"Sunset Boulevard" Vamps Downtown - NBC Southern California

"Sunset Boulevard" Vamps Downtown

A fabled Hollywood-skewering movie gets its downtown close-up.



    "Sunset Boulevard" Vamps Downtown
    Getty Images
    Billy Wilder (L) and American film director Cecil B. DeMille stand on either side of American actor Gloria Swanson on the set of Wilder's film "Sunset Boulevard" in 1950. The film screens at Million Dollar Theatre on Saturday, May 31. (Photo by Getty Images)

    Spoiler alert: Hollywood isn't subtle. It can shout, bang a person over the head with the moral of the story, kick up lots of dust, and sell any storyline with the heaviest of hands.


    And sometimes magic happens, and, in the case of "Sunset Boulevard," it happened fairly early in Tinseltown's timeline. The landmark film will screen downtown at the Million Dollar Theatre on Saturday, May 31. The outfit behind the night? Alison Martino's retro-smart Vintage LA, which is presenting the flick as part of its larger noir series.

    Vintage LA and Billy Wilder's magnum opus are a fine fit. "Sunset Boulevard" arrived at the dawn of America's Most Optimistic Decade -- hello, 1950s -- but it couldn't have been darker, funnier, or more on target about the film business and its tangled, ego-fueled dreams.

    You know the particulars: Norma Desmond, a gothic pile of a mansion, a mysterious butler, an ambitious young screenwriter, a swimming pool, a staircase, delusions and dreams.

    And a young ingenue played by actress Nancy Olson. Ms.
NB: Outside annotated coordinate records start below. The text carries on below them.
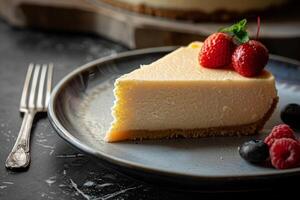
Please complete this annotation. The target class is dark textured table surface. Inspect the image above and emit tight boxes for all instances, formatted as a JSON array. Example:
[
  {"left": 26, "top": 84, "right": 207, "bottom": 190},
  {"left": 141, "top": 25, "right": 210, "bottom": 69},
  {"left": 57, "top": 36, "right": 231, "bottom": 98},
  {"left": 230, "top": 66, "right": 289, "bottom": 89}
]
[{"left": 0, "top": 18, "right": 298, "bottom": 200}]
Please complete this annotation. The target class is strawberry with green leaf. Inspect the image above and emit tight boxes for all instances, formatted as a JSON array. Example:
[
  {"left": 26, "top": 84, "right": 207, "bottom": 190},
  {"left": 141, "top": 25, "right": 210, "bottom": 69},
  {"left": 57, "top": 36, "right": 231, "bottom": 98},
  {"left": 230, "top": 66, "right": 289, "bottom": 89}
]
[{"left": 199, "top": 18, "right": 269, "bottom": 77}]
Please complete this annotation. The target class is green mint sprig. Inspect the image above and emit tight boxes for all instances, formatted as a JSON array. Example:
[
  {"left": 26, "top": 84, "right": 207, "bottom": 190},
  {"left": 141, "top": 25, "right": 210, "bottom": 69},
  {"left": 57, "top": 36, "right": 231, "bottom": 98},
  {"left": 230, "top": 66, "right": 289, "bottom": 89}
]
[{"left": 219, "top": 19, "right": 249, "bottom": 43}]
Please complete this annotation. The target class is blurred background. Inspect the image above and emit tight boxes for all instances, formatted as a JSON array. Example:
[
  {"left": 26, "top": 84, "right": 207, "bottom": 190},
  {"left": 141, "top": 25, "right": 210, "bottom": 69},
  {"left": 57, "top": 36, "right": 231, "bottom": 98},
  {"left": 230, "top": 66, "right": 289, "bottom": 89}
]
[{"left": 0, "top": 0, "right": 300, "bottom": 60}]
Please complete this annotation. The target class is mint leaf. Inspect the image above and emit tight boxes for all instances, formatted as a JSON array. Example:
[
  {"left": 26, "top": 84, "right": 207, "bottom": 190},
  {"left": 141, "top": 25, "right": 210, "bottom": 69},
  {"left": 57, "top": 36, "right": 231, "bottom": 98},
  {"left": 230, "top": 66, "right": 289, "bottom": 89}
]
[{"left": 219, "top": 19, "right": 249, "bottom": 43}]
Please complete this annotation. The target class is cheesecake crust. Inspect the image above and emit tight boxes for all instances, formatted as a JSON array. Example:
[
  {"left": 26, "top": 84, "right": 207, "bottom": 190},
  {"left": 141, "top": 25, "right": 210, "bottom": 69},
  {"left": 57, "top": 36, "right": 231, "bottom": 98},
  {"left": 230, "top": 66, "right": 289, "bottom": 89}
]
[{"left": 108, "top": 97, "right": 279, "bottom": 142}]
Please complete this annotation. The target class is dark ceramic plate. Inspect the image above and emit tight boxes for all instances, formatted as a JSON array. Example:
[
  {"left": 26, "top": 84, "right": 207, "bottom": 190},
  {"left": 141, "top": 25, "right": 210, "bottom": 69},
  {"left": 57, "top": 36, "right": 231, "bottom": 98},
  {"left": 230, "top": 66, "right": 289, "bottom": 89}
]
[{"left": 48, "top": 47, "right": 300, "bottom": 189}]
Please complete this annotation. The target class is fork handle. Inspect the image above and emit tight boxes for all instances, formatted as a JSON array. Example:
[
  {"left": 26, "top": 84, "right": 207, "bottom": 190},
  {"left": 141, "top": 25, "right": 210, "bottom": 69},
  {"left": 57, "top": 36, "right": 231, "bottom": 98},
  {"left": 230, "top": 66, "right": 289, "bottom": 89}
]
[{"left": 5, "top": 111, "right": 36, "bottom": 169}]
Olson will stop by the screening for a Q&A with Ms. Martino, so that's a treat. Fingers crossed that she dishes on dishy William Holden, just a bit, but, of course, on working with Gloria Swanson, Erich Von Stroheim, and the gifted Mr. Wilder.

    Tickets? Ten dollars. A bonus? Grand Central Market will stay open through 8 p.m. to serve pre-movie dinner-seekers.

    Another bonus? The Million Dollar Theatre will soon mark its 100th birthday. Like several other theaters on Broadway, the Million Dollar reigned in the day much discussed in "Sunset Boulevard," when actresses like Norma Desmond were big (and pictures were bigger, to riff on the film's most oft-repeated line).

    So it feels right to see this movie in the kind of venue that might have show Norma Desmond's early pictures. Fiction meets reality meets location, if you will, with a dash of Vintage LA verve thrown in to sweeten the Hollywood-style satire.

    Hold the phone: Did we say the "pictures got small" is the most famous "Sunset Boulevard" line? How dare we, when "I'm ready for my close-up" is practically Hollywood's official tagline?